Based on the fabrication method for a metal-gate 1.5T-structure SONOS memory of embodiment I, in step S1, a well implantation process is performed on the active area to form a P-well or an N-well; typically, the logic device active area 102 includes an active area of a core device, and an active area of an input-output (IO) device, the logic device active area 102 is used to form a logic device, the logic device active area 102 can be divided into a core device active area and an input-output (IO) device active area, a core device is formed in the core device active area, and an input-output device is formed in the input-output (IO) device active area; and the SONOS storage unit active area 103 is used to form a selection transistor (SG, select gate) and a memory transistor (MG, memory gate) of a SONOS storage unit.

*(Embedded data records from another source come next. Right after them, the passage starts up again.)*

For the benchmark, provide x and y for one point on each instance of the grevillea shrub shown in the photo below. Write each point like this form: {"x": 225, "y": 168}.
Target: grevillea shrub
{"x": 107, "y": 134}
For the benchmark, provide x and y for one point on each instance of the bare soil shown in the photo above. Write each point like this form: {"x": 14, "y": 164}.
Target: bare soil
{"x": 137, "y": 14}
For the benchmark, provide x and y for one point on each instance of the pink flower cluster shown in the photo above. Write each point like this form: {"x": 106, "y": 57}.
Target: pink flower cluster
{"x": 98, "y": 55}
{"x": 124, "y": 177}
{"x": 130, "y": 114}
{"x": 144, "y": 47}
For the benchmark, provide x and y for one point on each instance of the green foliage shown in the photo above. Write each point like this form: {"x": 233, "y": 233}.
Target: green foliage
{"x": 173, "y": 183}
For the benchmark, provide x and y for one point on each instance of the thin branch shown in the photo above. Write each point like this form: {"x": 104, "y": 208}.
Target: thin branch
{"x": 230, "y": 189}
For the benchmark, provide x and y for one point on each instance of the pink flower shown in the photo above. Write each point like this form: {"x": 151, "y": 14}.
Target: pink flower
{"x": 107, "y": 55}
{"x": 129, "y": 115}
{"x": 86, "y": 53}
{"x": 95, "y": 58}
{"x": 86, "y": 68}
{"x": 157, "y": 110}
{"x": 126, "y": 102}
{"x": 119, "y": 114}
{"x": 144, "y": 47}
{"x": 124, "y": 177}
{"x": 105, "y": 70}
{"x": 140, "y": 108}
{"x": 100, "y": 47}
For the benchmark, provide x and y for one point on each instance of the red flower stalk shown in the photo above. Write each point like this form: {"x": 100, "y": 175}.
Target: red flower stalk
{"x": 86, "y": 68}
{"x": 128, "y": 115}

Preferably, in step S2, the gate oxide layer 130 is formed using an oxidization process.

Preferably, in step S3, the gate polysilicon layer 140 is formed using a low-pressure chemical vapor deposition process (LPCVD).

Preferably, in step S7, the ONO layer 150 is formed by deposition using a low-pressure chemical vapor deposition process (LPCVD) or an atomic layer deposition (ALD).

Preferably, the first gate metal layer 161 is AL.

Preferably, the second gate metal layer 162 is AL.

Embodiment III

Based on the fabrication method for a metal-gate 1.5T-structure SONOS memory of embodiment I, in step S4, the storage unit gate stack is formed on the SONOS storage unit active area 103, the logic device gate stack is formed on the logic device active area 102, and then a spacer 190 is formed on transverse peripheries of the storage unit gate stack and the logic device gate stack.

Preferably, in step S4, a gate oxide layer 130 outside the storage unit gate area and the logic device gate area is removed by washing by hydrofluoric acid (HF).

Preferably, after step S6, an exposed semiconductor substrate 100 under the storage transistor gate area is subjected to threshold voltage Vt-adjusted ion implantation, and then proceed to step 7.

Embodiment IV

Based on the fabrication method for a metal-gate 1.5T-structure SONOS memory of embodiment I, in step S13, process steps such as an LDD (lightly doped drain) ion implantation, annealing, etc. are performed to complete fabrication of the 1.5T-structure SONOS memory.

Only preferred embodiments of the present application are described above and are not intended to limit the present application. Any modifications, equivalent replacements, improvements, etc. made within the spirit and principle of the present application shall be included within the scope of protection of the present application.